Does this little one live like an animal because she knows no better? Could these people drag themselves out of filth and ignorance if their lives weren't brutalised by this accursed alliance between mageborn and dragons that makes them little more than geese penned for the slaughter?

Kheda watched Velindre standing by the fire pit and trying to convey her appreciation of the food to the women there with wordless gestures. The women were smiling tentatively. Kheda saw that the old woman whom they had first encountered was among them, looking more animated than he had yet seen her.

Emboldened, the old woman reached out to touch Velindre's golden hair. The magewoman stiffened for a moment, then bowed her head meekly. The other women laughed and several did the same. Velindre bore their curiosity with commendable patience. One of the other

savage women rubbed the cotton of the magewoman's sleeve between finger and thumb, her expression marvelling.

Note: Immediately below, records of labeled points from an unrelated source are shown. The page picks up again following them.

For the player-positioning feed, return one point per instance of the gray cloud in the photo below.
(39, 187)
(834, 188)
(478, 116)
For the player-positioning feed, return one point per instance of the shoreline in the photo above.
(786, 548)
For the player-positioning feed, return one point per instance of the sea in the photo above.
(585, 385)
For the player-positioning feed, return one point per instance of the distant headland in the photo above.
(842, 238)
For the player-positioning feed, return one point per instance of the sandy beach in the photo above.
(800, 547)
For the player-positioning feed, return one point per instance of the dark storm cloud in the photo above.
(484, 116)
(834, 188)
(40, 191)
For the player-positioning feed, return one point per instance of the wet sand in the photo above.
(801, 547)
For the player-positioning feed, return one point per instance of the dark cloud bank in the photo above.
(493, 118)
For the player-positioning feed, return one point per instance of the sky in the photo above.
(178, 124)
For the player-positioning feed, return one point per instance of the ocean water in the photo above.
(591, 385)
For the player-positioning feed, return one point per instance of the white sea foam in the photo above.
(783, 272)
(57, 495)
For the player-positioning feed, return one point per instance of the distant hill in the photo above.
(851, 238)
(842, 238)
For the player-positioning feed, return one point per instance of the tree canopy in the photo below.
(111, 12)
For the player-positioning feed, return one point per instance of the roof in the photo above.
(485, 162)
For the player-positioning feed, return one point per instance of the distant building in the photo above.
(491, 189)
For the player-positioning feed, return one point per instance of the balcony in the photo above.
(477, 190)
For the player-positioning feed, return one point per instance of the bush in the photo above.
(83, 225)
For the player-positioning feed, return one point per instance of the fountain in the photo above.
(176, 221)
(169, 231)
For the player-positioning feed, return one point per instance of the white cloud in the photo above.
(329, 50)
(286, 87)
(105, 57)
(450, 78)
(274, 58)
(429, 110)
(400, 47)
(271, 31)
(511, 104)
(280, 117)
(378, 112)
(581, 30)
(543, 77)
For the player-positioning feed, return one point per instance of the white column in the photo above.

Kheda got to his feet and walked past the fire pit and through the scatter of rough huts. He noted cautious eyes following him and here and there he caught a thoughtful expression.

Ignorance is not the same as stupidity. I should remember that.

'Naldeth?' Kheda entered the dead mage's hut.

'Go away.' The young wizard's voice was muffled. He was lying on one of the heaps of grass and skins with his back to the door and the crude screens protecting him from breezes as well as the intrusive curiosity of the savages hovering outside the inadequate walls.

Not the dead mage's bed, nor yet the one where that murdered feathered girl offered herself to you as her old master's conqueror.

He glanced across the dim interior to see Risala sitting against one of the pillars supporting the roof. Her feet were drawn up and she was hugging her knees, her head resting on them and her face hidden by her arms. The food she had brought lay untouched on the ground beside her. Beyond her, Kheda saw a dull gleam in the shadows.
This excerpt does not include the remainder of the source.